CS 6210: Matrix Computations

Approximation from Krylov subspaces

Author

David Bindel

Published

November 12, 2025

Approximation from a subspace

Our workhorse methods for solving large-scale systems involve two key ideas: relaxation to produce a sequence of ever-better approximations to a problem, and approximation from a subspace assumed to contain a good estimate to the solution (e.g. the subspace spanned by iterates of some relaxation method). Having dealt with the former, we now deal with the latter.

Suppose we wish to estimate the solution to a linear system \(Ax^{(*)} = b\) by an approximate solution \(\hat{x} \in \mathcal{V}\), where \(\mathcal{V}\) is some approximation subspace.

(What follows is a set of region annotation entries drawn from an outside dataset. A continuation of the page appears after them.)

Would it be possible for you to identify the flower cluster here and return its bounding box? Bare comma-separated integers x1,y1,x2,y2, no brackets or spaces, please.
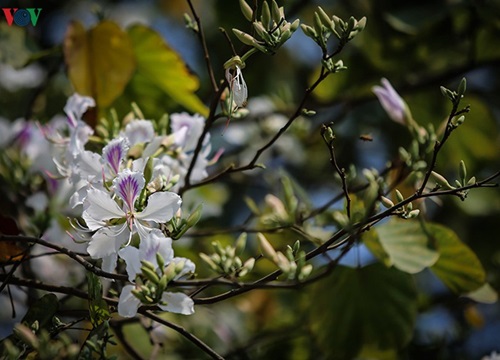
54,94,211,316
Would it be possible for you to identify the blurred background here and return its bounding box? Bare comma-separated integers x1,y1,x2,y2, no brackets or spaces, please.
0,0,500,360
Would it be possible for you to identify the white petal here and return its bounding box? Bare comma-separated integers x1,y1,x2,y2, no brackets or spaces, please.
83,189,125,221
158,292,194,315
136,191,182,223
172,257,196,280
118,246,142,282
87,224,129,259
101,253,118,272
139,229,174,266
118,285,141,317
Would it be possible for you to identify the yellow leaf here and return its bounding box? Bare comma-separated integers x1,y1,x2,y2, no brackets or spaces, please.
128,25,208,116
64,21,136,116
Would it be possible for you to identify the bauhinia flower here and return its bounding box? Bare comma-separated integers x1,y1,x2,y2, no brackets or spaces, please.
118,229,195,317
224,56,248,110
372,78,411,126
82,169,182,266
64,93,95,156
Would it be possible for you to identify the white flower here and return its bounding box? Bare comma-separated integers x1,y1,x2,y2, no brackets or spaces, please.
118,229,195,317
170,113,205,152
123,119,155,146
102,138,129,175
226,65,248,108
118,229,174,282
64,93,95,157
82,169,182,259
372,78,408,125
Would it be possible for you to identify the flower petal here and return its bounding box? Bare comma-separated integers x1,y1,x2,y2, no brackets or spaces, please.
83,189,125,225
87,224,129,259
158,292,194,315
139,229,174,266
136,191,182,223
118,285,141,317
113,169,146,212
118,246,143,282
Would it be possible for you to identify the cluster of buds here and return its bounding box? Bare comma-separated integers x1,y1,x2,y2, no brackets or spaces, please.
233,0,300,54
300,6,366,73
200,233,255,277
257,233,313,281
431,160,476,200
131,253,191,305
380,189,420,219
169,204,203,240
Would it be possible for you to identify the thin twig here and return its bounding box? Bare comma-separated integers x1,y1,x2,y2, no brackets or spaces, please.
138,308,224,360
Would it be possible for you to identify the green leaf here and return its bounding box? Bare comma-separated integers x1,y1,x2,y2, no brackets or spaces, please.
21,293,59,329
425,224,486,294
128,25,208,116
0,22,35,68
464,284,498,304
310,263,417,359
365,220,439,274
64,21,135,115
87,271,111,327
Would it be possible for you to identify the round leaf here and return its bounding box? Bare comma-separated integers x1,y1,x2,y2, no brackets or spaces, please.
310,263,417,359
64,21,135,108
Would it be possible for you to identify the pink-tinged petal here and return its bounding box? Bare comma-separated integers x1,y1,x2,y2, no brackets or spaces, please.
83,189,125,224
113,169,146,212
159,292,194,315
102,138,128,175
136,191,182,223
118,285,141,317
372,79,406,125
118,246,142,282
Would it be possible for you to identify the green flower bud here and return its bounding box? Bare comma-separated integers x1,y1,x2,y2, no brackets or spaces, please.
431,171,453,189
240,0,253,21
141,266,160,285
458,160,467,184
235,233,247,255
271,0,285,24
318,6,334,29
396,189,405,203
233,29,255,46
257,233,277,261
199,253,218,271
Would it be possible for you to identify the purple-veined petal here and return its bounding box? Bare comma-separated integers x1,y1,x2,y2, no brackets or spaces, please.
87,224,130,259
136,191,182,223
118,285,141,317
158,292,194,315
83,189,125,225
102,138,128,175
113,169,146,212
118,246,143,282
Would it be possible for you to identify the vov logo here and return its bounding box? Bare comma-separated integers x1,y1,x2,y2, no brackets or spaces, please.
2,8,42,26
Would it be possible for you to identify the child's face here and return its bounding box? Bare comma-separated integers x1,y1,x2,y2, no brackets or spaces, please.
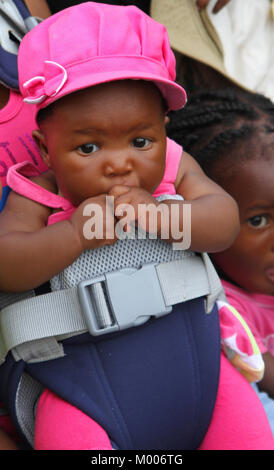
213,151,274,295
38,80,166,206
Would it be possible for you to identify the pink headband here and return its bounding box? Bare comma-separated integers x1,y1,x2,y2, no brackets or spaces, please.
18,2,186,111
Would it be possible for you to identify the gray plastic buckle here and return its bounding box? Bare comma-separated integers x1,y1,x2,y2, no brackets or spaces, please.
78,264,172,336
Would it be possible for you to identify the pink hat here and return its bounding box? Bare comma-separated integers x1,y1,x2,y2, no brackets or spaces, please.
18,2,186,111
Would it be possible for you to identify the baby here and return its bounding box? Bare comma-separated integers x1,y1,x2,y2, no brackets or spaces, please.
0,2,273,449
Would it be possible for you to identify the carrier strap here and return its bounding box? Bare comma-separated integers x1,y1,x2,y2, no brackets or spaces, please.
0,254,224,362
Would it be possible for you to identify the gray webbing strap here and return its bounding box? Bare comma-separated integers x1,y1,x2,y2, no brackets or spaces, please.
0,255,223,362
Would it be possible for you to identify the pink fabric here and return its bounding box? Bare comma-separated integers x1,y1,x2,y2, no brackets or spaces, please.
18,2,186,110
0,91,46,187
35,355,274,450
153,138,183,197
199,354,274,450
34,390,112,450
223,281,274,356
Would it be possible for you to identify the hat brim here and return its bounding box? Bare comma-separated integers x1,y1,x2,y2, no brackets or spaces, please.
37,70,187,111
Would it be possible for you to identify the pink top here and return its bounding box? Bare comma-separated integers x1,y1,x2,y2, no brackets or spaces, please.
0,91,46,187
7,138,182,225
5,139,264,381
222,281,274,356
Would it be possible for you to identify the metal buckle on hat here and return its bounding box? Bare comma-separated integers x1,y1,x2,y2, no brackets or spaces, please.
78,264,172,336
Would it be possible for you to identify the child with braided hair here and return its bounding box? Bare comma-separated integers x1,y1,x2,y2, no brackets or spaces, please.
168,89,274,434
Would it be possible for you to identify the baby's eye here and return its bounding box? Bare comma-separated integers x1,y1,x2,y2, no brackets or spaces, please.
248,215,268,228
77,143,99,155
132,137,151,149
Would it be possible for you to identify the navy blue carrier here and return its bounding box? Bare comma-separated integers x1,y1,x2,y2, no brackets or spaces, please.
0,298,220,450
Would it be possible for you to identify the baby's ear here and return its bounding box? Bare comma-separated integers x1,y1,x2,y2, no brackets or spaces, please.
165,115,170,126
32,129,50,168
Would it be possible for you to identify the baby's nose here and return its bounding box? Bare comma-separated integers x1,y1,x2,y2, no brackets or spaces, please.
105,152,132,176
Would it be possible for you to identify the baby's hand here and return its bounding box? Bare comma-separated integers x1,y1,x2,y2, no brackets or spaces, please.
196,0,230,13
70,194,117,251
109,185,161,234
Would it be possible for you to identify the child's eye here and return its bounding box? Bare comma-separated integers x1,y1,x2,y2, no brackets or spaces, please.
132,137,151,149
248,215,268,228
77,143,99,155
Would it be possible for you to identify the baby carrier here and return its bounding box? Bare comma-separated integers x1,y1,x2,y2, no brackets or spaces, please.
0,0,39,90
0,200,224,450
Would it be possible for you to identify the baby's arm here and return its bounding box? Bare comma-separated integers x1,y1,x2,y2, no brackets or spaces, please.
173,152,240,252
258,352,274,398
0,178,115,292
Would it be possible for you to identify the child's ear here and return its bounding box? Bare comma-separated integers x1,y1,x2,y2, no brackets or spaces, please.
32,130,50,168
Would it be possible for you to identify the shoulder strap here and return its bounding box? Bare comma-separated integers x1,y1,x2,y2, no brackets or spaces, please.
7,162,74,211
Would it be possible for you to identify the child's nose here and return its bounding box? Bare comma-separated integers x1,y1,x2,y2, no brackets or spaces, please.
105,152,132,176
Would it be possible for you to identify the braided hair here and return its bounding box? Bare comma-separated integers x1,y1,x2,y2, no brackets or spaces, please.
167,88,274,184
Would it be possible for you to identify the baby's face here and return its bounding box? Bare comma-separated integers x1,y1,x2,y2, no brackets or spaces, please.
38,80,166,206
213,152,274,295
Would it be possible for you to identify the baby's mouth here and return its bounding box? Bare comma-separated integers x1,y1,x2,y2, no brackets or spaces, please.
266,268,274,284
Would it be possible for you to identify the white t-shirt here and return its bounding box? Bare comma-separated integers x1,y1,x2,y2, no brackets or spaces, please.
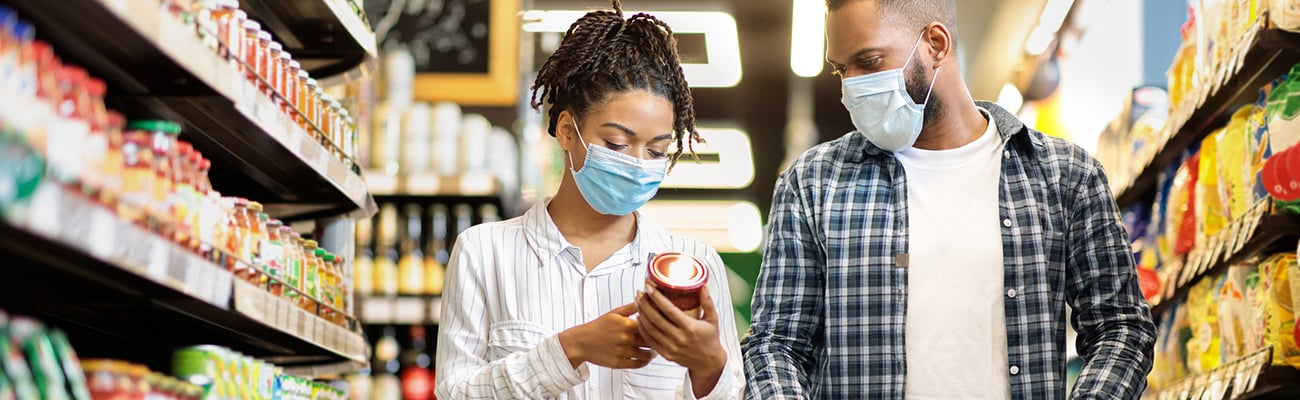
894,109,1010,400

How should we choose \(\hat{x}\)? There are three standard answers:

  • Least squares: Minimize \(\|A\hat{x}-b\|_M^2\) for some \(M\).

  • Optimization: If \(A\) is SPD, minimize \(\phi(x) = \frac{1}{2} x^T A x - x^T b\) over \(\mathcal{V}\).

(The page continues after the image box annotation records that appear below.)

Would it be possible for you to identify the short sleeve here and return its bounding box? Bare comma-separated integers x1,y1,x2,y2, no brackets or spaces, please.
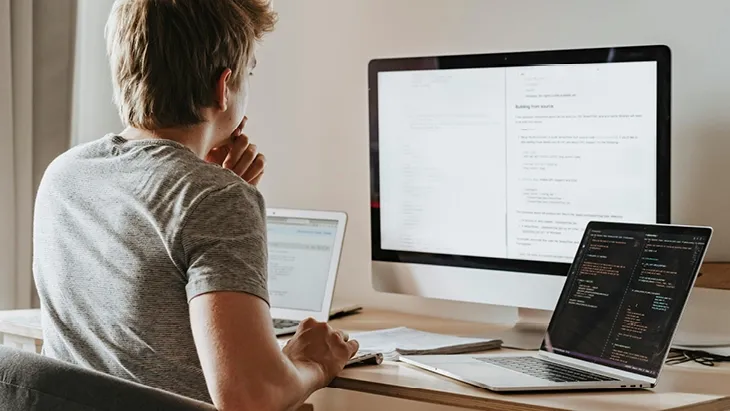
181,182,269,304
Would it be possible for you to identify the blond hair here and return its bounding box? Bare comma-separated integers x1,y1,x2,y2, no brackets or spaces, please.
105,0,276,130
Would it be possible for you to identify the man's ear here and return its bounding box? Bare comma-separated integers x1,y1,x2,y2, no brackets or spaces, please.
215,69,232,111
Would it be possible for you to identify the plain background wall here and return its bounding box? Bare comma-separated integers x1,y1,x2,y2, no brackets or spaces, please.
74,0,730,321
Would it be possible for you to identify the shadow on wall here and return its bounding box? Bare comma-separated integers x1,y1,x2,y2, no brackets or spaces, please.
31,0,78,307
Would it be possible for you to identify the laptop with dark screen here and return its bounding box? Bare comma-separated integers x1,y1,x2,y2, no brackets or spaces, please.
401,222,712,391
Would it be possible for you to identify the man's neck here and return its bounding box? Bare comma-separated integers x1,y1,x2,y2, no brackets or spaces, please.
120,124,215,158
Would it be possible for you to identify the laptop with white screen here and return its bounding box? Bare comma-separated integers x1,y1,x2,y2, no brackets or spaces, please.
400,222,712,391
266,208,347,335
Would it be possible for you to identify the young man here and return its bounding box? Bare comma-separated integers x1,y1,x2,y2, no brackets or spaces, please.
33,0,358,411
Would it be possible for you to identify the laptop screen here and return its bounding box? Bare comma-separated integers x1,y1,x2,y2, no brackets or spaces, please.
542,223,711,377
266,216,338,312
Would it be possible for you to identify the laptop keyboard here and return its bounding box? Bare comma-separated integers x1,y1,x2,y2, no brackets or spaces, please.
477,357,618,382
274,318,299,329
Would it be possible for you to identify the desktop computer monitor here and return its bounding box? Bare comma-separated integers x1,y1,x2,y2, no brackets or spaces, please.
368,46,670,310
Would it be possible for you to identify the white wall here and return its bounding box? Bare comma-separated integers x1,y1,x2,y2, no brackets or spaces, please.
71,0,730,320
71,0,122,143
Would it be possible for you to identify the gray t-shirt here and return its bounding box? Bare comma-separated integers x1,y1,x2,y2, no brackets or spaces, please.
33,135,268,402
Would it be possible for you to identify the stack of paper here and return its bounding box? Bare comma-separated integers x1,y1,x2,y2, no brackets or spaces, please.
350,327,502,360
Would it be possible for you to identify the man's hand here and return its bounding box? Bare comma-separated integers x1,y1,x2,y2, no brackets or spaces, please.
205,117,266,185
282,318,360,388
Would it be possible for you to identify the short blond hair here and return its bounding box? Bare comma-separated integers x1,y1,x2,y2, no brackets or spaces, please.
105,0,276,130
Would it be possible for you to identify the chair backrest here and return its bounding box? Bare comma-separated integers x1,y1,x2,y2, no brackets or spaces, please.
0,346,215,411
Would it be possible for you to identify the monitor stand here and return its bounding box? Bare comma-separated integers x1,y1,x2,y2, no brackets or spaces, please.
499,308,552,350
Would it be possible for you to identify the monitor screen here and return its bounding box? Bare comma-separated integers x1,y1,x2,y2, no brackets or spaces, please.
371,45,669,275
266,216,338,312
542,225,711,377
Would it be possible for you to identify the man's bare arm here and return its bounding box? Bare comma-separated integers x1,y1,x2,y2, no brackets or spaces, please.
190,292,328,411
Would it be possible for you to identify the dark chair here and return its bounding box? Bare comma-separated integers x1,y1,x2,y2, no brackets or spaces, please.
0,346,215,411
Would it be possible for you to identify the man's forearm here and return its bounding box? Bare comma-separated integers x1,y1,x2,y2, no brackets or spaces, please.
223,354,323,411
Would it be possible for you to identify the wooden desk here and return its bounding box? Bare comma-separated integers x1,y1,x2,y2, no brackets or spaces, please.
0,309,730,411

  • Galerkin: Choose \(A\hat{x}-b \perp \mathcal{W}\) for some test space \(\mathcal{W}\). In Bubnov-Galerkin, \(\mathcal{W}= \mathcal{V}\); otherwise we have a Petrov-Galerkin method.

These three methods are the standard approaches used in all the methods we will consider. Of course, they are not the only possibilities. For example, we might choose \(\hat{x}\) to minimize the residual in some non-Euclidean norm, or we might more generally choose \(\hat{x}\) by optimizing some non-quadratic loss function. But these approaches lead to optimization problems that cannot be immediately solved by linear algebra methods.

The three approaches are closely connected in many ways:

  • Suppose \(\hat{x}\) is the least squares solution. Then the normal equations give that \(A\hat{x}-b \perp M A\mathcal{V}\); this is a (Petrov-)Galerkin condition.

  • Similarly, suppose \(\hat{x}\) minimizes \(\phi(x)\) over the space \(\mathcal{V}\). Then for any \(\delta x \in \mathcal{V}\) we must have \[ \delta \phi = \delta x^T (Ax-b) = 0, \] i.e. \(Ax-b \perp \mathcal{V}\). This is a (Bubnov-)Galerkin condition.

  • If \(x\) is the least squares solution, then by definition we minimize \[ \frac{1}{2} \|Ax-b\|_M^2 = \frac{1}{2} x^T A^T M A x - x^T A^T M b + \frac{1}{2} b^T M b, \] i.e. we have the optimization objective for the normal equation SPD system \(A^T M A x - A^T M b = 0\), plus a constant.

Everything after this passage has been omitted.